Anupama Medhi

A QR Code and a House Half-Built

India

A QR Code and a House Half-Built

In Jagiroad, about 86 kilometres from Guwahati, deeper into Assam in India’s Northeast—often described as the country’s eastern frontier, Anupama Medhi, 42, arrives before the weekly market has fully found its voice. The day begins the way it always does: she and her husband go first to the mandi (a wholesale produce market), buy vegetables in bulk, and then sell them piece by piece to people who measure the week’s budget as carefully as they measure coriander. By the time the first customers drift in, her stall is already arranged with the precision of habit—okra stacked like small green promises, tomatoes turned to show their best side, coriander tied into neat bundles. Her stall is small, but her arithmetic is not. When you ask about payments, she doesn’t answer right away. She reaches into her bag and pulls out a printed QR code, slightly curled at the edges now from being handled, shown, tucked away, shown again. Cash is still common here, she says, because the ecosystem around her is still cash.

But she keeps the QR visible because choice matters. Some buyers want the speed of digital; some want the familiarity of notes in the hand. She has learned to live in both worlds at once, one foot planted in what works today, the other testing what might work tomorrow. “Both options,” she says, holding it up like a menu: cash for those who want cash, digital for those who can. The gesture is simple, almost casual, but it carries the weight of a place in transition, one economy still speaking cash, another arriving in pixels.

She doesn’t talk about digital payments as a trend. She talks about them the way you talk about a tool that has quietly changed your fate. The house she is building, nearly ₹8 lakh (USD ~9.6k) already spent, with only 5–10% left, she estimates, feels possible largely because more money has been flowing straight into an account when customers pay by QR. Digital receipts make her savings feel “real”: accounted for, easier to track, harder to leak away in the shuffle of a cash day.

Cash still dominates around her, and she won’t pretend otherwise. Many buyers still pay in notes because that’s what the local ecosystem runs on. But when she can choose, she prefers the certainty of the deposit—the quiet discipline of money that lands where it should. She wants to move further toward digital, slowly, as the people and systems around her catch up, because she has seen what it can do: not just speed up a transaction, but build a future one verified payment at a time.
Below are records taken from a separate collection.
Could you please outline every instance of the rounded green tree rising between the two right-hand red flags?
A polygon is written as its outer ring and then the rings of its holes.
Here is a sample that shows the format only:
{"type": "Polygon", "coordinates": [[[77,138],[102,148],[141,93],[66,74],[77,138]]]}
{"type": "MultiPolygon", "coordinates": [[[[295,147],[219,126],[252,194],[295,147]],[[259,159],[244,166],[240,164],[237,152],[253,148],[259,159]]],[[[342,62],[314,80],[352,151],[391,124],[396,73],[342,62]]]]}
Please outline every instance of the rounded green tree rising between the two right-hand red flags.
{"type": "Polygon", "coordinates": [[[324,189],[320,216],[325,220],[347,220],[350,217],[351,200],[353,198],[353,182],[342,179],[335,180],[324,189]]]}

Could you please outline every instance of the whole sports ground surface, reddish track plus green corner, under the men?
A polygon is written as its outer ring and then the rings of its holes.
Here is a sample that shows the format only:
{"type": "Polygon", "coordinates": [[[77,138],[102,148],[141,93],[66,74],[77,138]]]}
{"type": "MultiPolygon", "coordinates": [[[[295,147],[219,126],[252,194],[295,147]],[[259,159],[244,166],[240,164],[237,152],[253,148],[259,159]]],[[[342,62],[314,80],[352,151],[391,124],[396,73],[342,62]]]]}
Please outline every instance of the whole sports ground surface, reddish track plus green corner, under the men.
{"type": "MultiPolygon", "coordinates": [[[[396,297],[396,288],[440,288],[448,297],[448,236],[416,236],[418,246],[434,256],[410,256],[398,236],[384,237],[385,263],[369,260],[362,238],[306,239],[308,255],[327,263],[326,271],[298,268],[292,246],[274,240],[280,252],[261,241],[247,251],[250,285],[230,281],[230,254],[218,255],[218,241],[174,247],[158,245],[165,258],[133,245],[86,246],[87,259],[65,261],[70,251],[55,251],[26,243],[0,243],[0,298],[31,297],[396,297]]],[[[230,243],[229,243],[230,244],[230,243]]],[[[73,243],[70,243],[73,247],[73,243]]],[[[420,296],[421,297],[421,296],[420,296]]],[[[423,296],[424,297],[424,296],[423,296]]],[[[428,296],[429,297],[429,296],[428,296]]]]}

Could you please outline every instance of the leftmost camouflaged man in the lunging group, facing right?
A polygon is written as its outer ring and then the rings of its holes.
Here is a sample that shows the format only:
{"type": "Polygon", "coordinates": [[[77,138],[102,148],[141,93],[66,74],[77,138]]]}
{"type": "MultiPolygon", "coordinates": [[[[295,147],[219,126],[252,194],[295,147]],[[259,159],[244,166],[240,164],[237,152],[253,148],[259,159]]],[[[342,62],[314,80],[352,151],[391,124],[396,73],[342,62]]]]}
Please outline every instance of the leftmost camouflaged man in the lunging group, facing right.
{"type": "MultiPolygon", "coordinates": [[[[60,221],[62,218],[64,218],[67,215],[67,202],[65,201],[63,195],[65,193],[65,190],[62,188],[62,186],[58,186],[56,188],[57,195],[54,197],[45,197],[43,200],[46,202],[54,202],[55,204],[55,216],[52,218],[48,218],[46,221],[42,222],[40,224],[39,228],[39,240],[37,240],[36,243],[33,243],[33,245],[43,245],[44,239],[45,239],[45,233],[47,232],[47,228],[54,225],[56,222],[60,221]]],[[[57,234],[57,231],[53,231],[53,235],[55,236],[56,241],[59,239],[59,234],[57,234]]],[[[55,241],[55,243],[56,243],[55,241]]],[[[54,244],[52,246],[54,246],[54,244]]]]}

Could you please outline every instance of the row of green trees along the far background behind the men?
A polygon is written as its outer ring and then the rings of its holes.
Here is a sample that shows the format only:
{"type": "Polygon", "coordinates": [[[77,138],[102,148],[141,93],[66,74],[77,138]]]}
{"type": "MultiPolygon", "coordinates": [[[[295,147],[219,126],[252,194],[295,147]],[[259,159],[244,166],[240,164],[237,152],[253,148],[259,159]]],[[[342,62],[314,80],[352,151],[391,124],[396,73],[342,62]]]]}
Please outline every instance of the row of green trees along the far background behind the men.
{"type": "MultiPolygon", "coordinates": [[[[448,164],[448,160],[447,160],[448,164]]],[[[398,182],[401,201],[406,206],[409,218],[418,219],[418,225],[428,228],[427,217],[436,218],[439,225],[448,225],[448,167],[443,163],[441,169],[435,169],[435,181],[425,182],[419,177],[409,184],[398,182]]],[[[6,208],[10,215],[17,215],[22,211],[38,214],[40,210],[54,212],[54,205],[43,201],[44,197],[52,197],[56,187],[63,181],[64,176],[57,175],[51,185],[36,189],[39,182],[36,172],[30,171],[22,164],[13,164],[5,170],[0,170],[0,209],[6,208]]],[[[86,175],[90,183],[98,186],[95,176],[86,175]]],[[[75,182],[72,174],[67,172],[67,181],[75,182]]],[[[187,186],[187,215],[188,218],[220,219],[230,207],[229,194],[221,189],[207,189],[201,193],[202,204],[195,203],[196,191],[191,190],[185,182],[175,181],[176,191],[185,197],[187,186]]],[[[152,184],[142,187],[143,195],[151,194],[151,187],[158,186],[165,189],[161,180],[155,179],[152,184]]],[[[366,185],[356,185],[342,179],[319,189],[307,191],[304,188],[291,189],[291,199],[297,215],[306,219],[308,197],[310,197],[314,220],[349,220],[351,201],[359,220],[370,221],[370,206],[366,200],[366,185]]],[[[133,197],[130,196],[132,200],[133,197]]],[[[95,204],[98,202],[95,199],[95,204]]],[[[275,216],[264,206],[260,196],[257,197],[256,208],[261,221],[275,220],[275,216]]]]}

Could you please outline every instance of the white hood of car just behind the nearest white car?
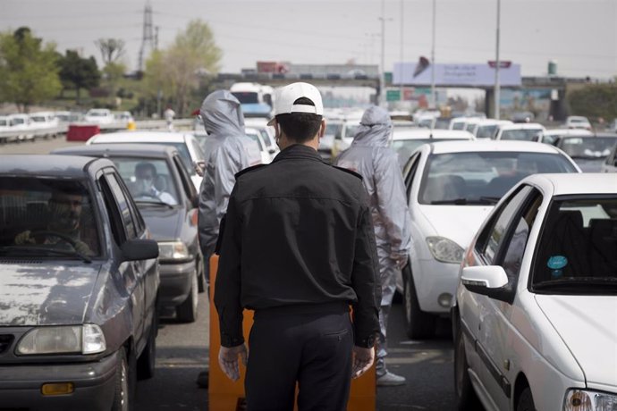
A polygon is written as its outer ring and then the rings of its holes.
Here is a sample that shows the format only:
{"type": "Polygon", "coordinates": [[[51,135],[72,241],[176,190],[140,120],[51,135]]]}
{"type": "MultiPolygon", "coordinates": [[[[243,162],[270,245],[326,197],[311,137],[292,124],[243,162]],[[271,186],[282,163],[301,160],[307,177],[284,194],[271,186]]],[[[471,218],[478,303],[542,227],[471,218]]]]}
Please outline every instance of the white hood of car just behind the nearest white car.
{"type": "Polygon", "coordinates": [[[437,235],[452,239],[467,248],[480,224],[484,222],[493,206],[419,206],[420,213],[431,224],[437,235]]]}

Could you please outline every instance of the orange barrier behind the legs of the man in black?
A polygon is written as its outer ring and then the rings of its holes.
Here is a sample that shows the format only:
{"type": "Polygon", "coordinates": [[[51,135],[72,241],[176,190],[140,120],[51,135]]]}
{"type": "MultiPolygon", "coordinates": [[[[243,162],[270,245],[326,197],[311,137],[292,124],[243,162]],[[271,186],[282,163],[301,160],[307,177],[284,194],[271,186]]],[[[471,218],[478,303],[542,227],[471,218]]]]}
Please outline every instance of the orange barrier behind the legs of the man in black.
{"type": "MultiPolygon", "coordinates": [[[[245,368],[240,367],[241,378],[232,382],[218,366],[218,350],[221,347],[218,315],[214,303],[218,256],[210,258],[210,369],[208,379],[208,409],[210,411],[240,411],[244,404],[245,368]]],[[[253,324],[253,312],[244,310],[242,329],[248,336],[253,324]]],[[[350,400],[347,411],[375,411],[376,382],[375,365],[356,380],[351,381],[350,400]]]]}

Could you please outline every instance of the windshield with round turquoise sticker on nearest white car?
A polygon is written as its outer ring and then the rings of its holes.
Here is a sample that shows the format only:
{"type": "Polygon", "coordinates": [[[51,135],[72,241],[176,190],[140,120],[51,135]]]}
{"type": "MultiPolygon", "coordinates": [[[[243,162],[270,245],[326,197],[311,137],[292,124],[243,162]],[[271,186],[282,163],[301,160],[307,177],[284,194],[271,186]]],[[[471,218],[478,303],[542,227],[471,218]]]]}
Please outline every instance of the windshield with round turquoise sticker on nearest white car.
{"type": "Polygon", "coordinates": [[[531,286],[555,294],[617,294],[617,196],[555,199],[537,241],[531,286]]]}

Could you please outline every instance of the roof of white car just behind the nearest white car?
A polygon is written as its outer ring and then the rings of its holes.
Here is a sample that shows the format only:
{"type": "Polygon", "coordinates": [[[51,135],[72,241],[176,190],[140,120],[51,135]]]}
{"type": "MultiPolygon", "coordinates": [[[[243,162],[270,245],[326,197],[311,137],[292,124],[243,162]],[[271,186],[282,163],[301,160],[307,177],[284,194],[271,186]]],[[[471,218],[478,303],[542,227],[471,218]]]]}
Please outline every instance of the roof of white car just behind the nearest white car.
{"type": "Polygon", "coordinates": [[[467,153],[476,151],[522,151],[528,153],[561,154],[562,152],[548,144],[535,141],[515,140],[473,140],[473,141],[439,141],[430,143],[433,154],[467,153]]]}

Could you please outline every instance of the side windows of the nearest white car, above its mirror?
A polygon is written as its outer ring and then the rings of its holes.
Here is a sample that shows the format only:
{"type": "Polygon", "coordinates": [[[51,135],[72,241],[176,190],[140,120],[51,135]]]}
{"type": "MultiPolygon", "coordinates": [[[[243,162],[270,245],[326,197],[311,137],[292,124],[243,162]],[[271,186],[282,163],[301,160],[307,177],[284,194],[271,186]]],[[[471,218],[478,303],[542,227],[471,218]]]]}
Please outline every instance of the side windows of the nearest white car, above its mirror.
{"type": "MultiPolygon", "coordinates": [[[[483,233],[480,234],[479,240],[476,243],[476,248],[478,254],[484,257],[486,264],[498,264],[496,257],[498,256],[500,247],[502,247],[503,244],[507,245],[507,240],[509,239],[507,235],[508,227],[512,220],[514,220],[514,216],[520,209],[520,206],[528,199],[529,193],[532,190],[531,187],[524,186],[513,193],[508,201],[505,201],[501,208],[493,214],[493,223],[488,224],[483,233]]],[[[519,222],[517,222],[517,225],[518,224],[519,222]]],[[[520,231],[520,237],[517,239],[518,241],[524,236],[525,242],[527,242],[528,231],[526,235],[523,235],[526,230],[526,224],[527,222],[521,222],[520,230],[519,227],[517,227],[517,230],[520,231]]],[[[520,247],[520,243],[512,245],[512,247],[520,247]]],[[[510,259],[516,259],[516,254],[517,251],[513,249],[510,259]]]]}

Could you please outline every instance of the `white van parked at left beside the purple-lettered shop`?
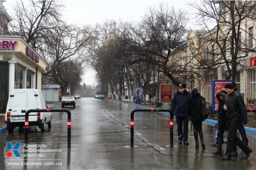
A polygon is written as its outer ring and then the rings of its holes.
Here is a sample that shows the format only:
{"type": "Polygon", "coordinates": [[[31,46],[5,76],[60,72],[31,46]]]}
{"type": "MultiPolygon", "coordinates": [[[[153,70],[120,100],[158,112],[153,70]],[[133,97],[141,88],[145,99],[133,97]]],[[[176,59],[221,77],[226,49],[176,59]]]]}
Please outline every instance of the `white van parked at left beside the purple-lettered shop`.
{"type": "MultiPolygon", "coordinates": [[[[46,108],[48,107],[40,90],[34,88],[12,90],[5,113],[7,130],[13,132],[15,127],[20,127],[19,131],[22,131],[23,126],[25,126],[25,113],[27,110],[46,108]]],[[[39,126],[41,131],[44,131],[46,123],[48,128],[52,126],[51,112],[31,112],[29,114],[29,126],[39,126]]]]}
The gap is small on paper and vast in lived reality. Assam shows strong signals of financial access—many women report having a bank account they themselves use, yet independent device access is weaker, with fewer women reporting a phone they themselves use. And even when money arrives digitally, the controls are not fully hers. She has an account in her name and says it makes her feel secure, proof that she is inside the formal system. But she isn’t digitally literate enough to manage transactions confidently; checking balances, navigating steps on a phone, cashing out, much of it is still handled by her husband. She says it plainly: if she knew it more, she would be able to save more.

That’s the real pivot point. India has expanded access at scale, and it shows. But active, confident usage, especially independent usage, still trails. Anupama’s market stall becomes a microcosm of the Northeast’s cash–digital dichotomy: infrastructure arriving faster than confidence, access arriving faster than control. The Alliance’s work in Assam exists for this exact moment, not to celebrate digitisation as an end in itself, but to make digital payments usable, trusted, and genuinely within reach for people who are already doing the hardest part: earning, saving, and building a life one market day at a time.